Ho deciso di andare avanti e di vedere come sarebbe cambiata la vita.

Poi dopo 7-8 mesi che ho lavorato lì per trovare un po’ di soldi, abbiamo pagato 1500 dollari per prendere il barcone.

Abbiamo preso il barcone nel 2007, il primo ottobre, il mare era mosso. Siamo partiti in 49 persone, sono passati 3-4 giorni per raggiungere Lampedusa. È stato un po’ pesante, è stato un viaggio proprio brutto. Siamo arrivati a Lampedusa, poi da Lampedusa ci hanno messo in un campo dove racconti la tua storia per la commissione. Sono stato a Lampedusa 2-3 giorni, poi mi hanno portato a Siracusa per un mese: lì ti danno da mangiare, ti danno tutto, non come in Libia quando stavo in galera senza niente.

Poi mi hanno portato a Caltanissetta, anche là sono stato due mesi e ho parlato alla commissione e mi hanno dato il foglio di via, 5 giorni e dovevo andare via. Poi da lì mi sono diretto a Napoli, perché loro mi dissero che siccome avevo il foglio di via non potevo arrivare a Milano oppure Torino, altrimenti mi avrebbero arrestato. E allora qualcuno mi ha detto vai a Napoli perché lì è più tranquillo, anche se non hai documenti tu puoi stare lì e sono arrivato a Napoli, sono stato a Castel Volturno quasi 11 anni.

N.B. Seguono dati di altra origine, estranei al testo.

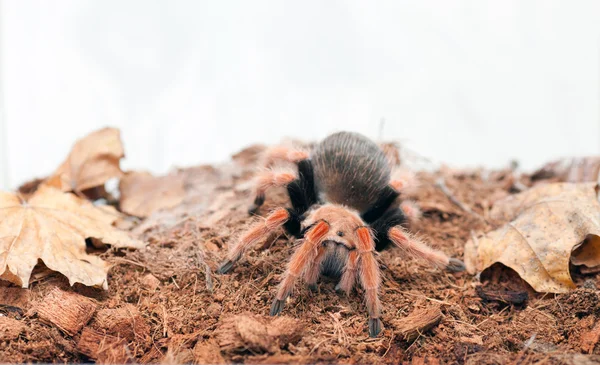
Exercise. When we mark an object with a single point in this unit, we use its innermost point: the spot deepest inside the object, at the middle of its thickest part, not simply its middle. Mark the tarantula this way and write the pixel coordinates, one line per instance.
(345, 207)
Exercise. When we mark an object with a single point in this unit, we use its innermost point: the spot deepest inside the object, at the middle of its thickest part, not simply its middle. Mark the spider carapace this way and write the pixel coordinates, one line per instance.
(345, 207)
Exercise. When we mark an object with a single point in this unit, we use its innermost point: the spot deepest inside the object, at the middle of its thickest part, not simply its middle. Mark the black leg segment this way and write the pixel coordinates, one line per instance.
(381, 227)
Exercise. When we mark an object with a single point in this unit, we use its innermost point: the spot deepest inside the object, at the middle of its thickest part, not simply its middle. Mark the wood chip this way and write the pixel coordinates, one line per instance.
(10, 329)
(67, 311)
(504, 296)
(124, 322)
(417, 323)
(14, 297)
(257, 333)
(151, 356)
(590, 338)
(208, 352)
(425, 361)
(105, 349)
(150, 282)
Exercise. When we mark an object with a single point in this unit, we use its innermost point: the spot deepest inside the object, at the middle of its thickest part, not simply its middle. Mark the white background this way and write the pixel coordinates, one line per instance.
(189, 82)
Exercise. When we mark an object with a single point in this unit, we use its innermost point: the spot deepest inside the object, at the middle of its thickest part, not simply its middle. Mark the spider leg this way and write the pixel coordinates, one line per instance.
(305, 253)
(413, 247)
(265, 181)
(275, 220)
(313, 271)
(301, 190)
(370, 278)
(349, 275)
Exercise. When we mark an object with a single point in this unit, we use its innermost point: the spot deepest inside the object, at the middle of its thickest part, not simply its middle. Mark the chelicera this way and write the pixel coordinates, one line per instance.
(345, 208)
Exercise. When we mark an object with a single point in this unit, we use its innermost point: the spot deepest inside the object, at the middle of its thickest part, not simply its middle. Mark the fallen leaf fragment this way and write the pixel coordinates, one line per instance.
(10, 329)
(103, 348)
(418, 322)
(52, 226)
(67, 311)
(575, 169)
(143, 194)
(93, 160)
(552, 225)
(257, 333)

In realtà ho passato tante cose, ho visto tante cose, in tutti questi 11 anni a Castel Volturno.

Poi mi sono occupato del gruppo ghanese che vive a Castel Volturno come mediatore culturale e ho cercato di aiutare le persone che hanno bisogno di tradurre le parole in italiano. Io non parlo bene l’italiano però sono riuscito a imparare un pochino meglio rispetto ad altri e ho cercato di aiutarli.  Allora grazie al Centro Fernandes mi hanno detto vieni a lavorare insieme e sono venuto qui a lavorare con loro.»

Vorresti tornare nel tuo Paese oppure restare in Italia?

«Un giorno voglio tornare nel mio Paese e fare tutto quel che ho imparato qui e insegnare a loro.

Da quando sono qui ho cercato di imparare tante cose e le cose che ho imparato bisogna che io le insegni agli altri. Per esempio, noi che abbiamo imparato qualcosa qui e potremmo creare una piccola cosa che possa essere utile per loro, per far crescere, perché in Africa da uno che stava in Europa e torna loro pensano che ha imparato qualcosa, ed è meglio che non tieni tutto per te ma che insegni alla mia famiglia, alle persone che hanno bisogno della mia esperienza in Ghana.»

Quindi in Ghana hai la tua famiglia…

«Sì,  ho la mia famiglia, gli amici. C’è tutto.»